Искатель. 1975. Выпуск №2 - Страница 2
Все три сына стояли перед ним. У старшего, Аданазира, вид был нехороший: одежда изорвана, борода всклокочена, глаза обведены дорожной пылью. Мясистый, как у отца, нос виновато опущен.
Младший, Шудурги, скосил на братца насмешливый взгляд, как бы спрашивая: что, провинился, любимчик? Людей положил, овец упустил, а сам задал стрекача. Пусть, пусть посмотрит отец, в чьи руки готовится передать людей и стадо.
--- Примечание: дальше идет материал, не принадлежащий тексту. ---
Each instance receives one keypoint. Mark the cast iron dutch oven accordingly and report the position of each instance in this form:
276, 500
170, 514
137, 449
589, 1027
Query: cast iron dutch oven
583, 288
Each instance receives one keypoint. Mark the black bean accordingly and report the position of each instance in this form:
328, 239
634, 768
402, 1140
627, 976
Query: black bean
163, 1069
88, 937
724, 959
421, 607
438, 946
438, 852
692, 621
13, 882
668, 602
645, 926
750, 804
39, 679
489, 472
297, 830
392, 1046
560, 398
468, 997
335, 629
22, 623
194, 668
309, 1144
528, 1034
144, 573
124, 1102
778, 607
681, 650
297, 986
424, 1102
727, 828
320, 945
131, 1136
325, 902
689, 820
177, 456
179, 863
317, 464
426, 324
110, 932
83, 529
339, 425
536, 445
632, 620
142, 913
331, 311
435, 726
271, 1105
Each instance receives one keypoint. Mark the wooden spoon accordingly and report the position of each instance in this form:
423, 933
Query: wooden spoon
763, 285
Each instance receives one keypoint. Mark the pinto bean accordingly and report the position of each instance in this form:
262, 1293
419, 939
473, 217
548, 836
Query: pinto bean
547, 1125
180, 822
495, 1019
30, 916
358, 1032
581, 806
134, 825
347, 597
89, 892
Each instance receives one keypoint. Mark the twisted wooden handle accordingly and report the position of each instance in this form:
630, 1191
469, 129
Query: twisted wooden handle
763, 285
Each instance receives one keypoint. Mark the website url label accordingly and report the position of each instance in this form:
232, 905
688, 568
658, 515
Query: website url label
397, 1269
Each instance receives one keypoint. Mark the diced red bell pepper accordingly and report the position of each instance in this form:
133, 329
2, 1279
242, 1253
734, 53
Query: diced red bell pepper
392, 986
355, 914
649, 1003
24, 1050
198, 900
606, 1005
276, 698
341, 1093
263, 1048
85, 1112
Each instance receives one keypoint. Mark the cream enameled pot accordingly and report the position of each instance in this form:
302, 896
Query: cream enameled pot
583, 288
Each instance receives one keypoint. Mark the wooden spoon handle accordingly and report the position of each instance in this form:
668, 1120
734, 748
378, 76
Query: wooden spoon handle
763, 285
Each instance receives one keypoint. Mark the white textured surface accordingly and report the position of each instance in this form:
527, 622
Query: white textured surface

А средний, толстяк Куруннама, жалостливо вздыхал. Этому все равно, сколько угнано овец, сколько людей убито, лишь бы не переводился в кувшинах сброженный виноградный сок.
— Их было много, три раза против нас, — повторил Аданазир, опуская нос еще ниже. — Я и мои пастухи бились как львы.
— От того, как ты бьешься, скоро от стада ничего не останется.
— Позволь сказать, отец, — выступил вперед Шудурги. — Кочевники за половину ночи далеко не ушли. Дай мне стражу, и я догоню их и отобью овец.
Хозяин посмотрел на младшего. Чем, чем, а дерзостью боги его не обделили.
— Если они пошли на север, — продолжал Шудурги, — то им не миновать узкого места между большими болотами и Змеиным полем. Я подстерегу их там и убью всех до одного.
— Хорошо, — сказал Хозяин воды. — Возьми шестьдесят стражников и ослов и отправляйся поскорее.
Шудурги приложил правую руку к груди и шагнул к выходу. У порога обернулся.
— Что еще? — выбросил Хозяин руку ладонью вверх.
— Об одном прошу, отец. Этой ночью умер Шамнилсин, пастух. Отдай мне его жену Кааданнатум.
Над селением стоял долгий, долгий плач. Жены, сидя на корточках у дверей своих хижин, оплакивали пастухов, убитых этой ночью.
А громче всех плакала Кааданнатум. Она раскачивалась из стороны в сторону и протяжно стонала, и выла, и ранила ногтями свои тугие щеки.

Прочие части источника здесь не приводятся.